GitHub Will Train AI Models on Copilot User Interactions by Default Starting April 24, Sparking Developer Backlash

Overview

GitHub announced on March 25 that it will begin using interaction data from Copilot Free, Pro, and Pro+ users to train and improve its AI models, effective April 24, 2026. The policy is opt-out by default, meaning developers must actively disable the setting to prevent their code snippets, prompts, and surrounding context from feeding into model training. Copilot Business and Enterprise customers are excluded, as are students and teachers enrolled in GitHub Education, according to the company’s changelog post.

The announcement has drawn immediate and overwhelmingly negative reactions from the developer community, with many calling it a betrayal of earlier commitments that Copilot would not use individual user data for training.

What Data Is Collected

The scope of data collection is broad.

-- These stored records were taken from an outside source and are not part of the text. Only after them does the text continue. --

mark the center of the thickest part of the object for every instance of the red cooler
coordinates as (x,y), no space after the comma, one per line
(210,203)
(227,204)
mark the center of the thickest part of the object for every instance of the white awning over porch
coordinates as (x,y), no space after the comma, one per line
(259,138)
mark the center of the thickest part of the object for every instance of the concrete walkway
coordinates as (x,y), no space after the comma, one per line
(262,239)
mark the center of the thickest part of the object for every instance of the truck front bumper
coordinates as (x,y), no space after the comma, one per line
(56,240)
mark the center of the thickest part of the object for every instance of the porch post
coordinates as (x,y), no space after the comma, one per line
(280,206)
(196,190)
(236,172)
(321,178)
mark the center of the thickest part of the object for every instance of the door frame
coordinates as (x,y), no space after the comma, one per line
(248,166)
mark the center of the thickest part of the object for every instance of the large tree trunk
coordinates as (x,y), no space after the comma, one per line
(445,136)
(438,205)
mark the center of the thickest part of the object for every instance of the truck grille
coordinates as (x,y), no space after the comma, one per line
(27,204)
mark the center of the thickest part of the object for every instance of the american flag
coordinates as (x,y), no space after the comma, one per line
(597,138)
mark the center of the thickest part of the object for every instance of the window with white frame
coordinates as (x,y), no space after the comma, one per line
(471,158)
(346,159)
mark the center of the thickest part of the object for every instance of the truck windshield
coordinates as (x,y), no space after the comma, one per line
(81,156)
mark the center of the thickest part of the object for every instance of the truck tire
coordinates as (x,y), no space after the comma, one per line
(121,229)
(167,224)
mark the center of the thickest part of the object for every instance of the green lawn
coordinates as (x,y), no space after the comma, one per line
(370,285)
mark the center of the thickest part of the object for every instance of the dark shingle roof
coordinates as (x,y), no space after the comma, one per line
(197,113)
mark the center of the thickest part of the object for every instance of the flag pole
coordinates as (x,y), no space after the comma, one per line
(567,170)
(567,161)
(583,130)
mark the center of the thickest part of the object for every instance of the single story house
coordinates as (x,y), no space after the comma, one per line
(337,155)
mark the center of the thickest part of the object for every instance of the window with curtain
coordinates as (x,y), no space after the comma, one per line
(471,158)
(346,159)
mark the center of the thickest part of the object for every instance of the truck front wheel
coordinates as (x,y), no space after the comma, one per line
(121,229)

According to GitHub’s policy update blog post, the program collects accepted or modified code outputs, inputs sent to Copilot including code snippets, code context surrounding cursor position, comments and documentation, file names and repository structure, interaction patterns with Copilot features, and user feedback such as thumbs-up and thumbs-down ratings on suggestions.

GitHub’s Chief Product Officer Mario Rodriguez justified the change by citing internal data: “Real-world data from Microsoft employees showed meaningful improvements, including increased acceptance rates in multiple languages,” according to the policy update announcement.

The Private Repository Question

Perhaps the most contentious aspect concerns private repositories. GitHub states that stored private repository contents “at rest” are not used for training. However, the company’s FAQ clarifies that code snippets from private repositories can be collected for model training when users actively engage Copilot, as The Register reported. This distinction effectively redefines what “private” means on the platform: the repository itself is not crawled, but any code a developer feeds through Copilot while working in a private repository is fair game unless the user has opted out.

Data collected under this program may be shared with GitHub affiliates, including parent company Microsoft, though GitHub has committed to not sharing inputs or outputs with third-party AI model providers for their own independent training, according to the updated privacy statement.

Developer Reaction

The community response has been sharply negative. A GitHub community discussion thread about the policy received 102 upvotes on a comment demanding opt-in rather than opt-out consent, while the announcement post itself drew 59 thumbs-down reactions compared to just three positive ones, The Register noted. Among 39 comments at the time of reporting, only Martin Woodward, GitHub’s VP of developer relations, endorsed the initiative.

Developers raised specific concerns about intellectual property exposure for contractors working with proprietary client codebases, the inability to control data collection on a per-repository basis, and the risk that forked repository code from opted-out users could still reach training pipelines if the fork owner has not disabled the setting. Several developers mentioned evaluating alternatives including Codeberg, GitLab, and self-hosted Gitea instances.

How to Opt Out

Developers who wish to prevent their interaction data from being used can navigate to their GitHub settings at /settings/copilot/features under the Privacy section. Users who previously opted out of data collection for product improvements will retain that preference automatically, according to the policy update. The opt-out toggle is not currently accessible through GitHub’s mobile app.

What We Don’t Know

Several questions remain unanswered. It is unclear how GitHub will handle data already collected between April 24 and whenever a user discovers the setting and opts out. The company has not specified whether previously collected interaction data can be retroactively deleted from training datasets, nor has it addressed how the policy interacts with data protection regulations like the GDPR, which generally requires affirmative consent for data processing beyond the original service agreement. The distinction between an opt-out model described by GitHub as based on “US norms” and the stricter opt-in requirements typical in European jurisdictions could invite regulatory scrutiny, as The Register observed.

The broader context is difficult to ignore: GitHub Copilot’s underlying models were originally fine-tuned on publicly available code hosted on GitHub, a practice that itself drew legal challenges. This latest policy change extends the data pipeline from public repositories to active developer sessions, including those involving private code.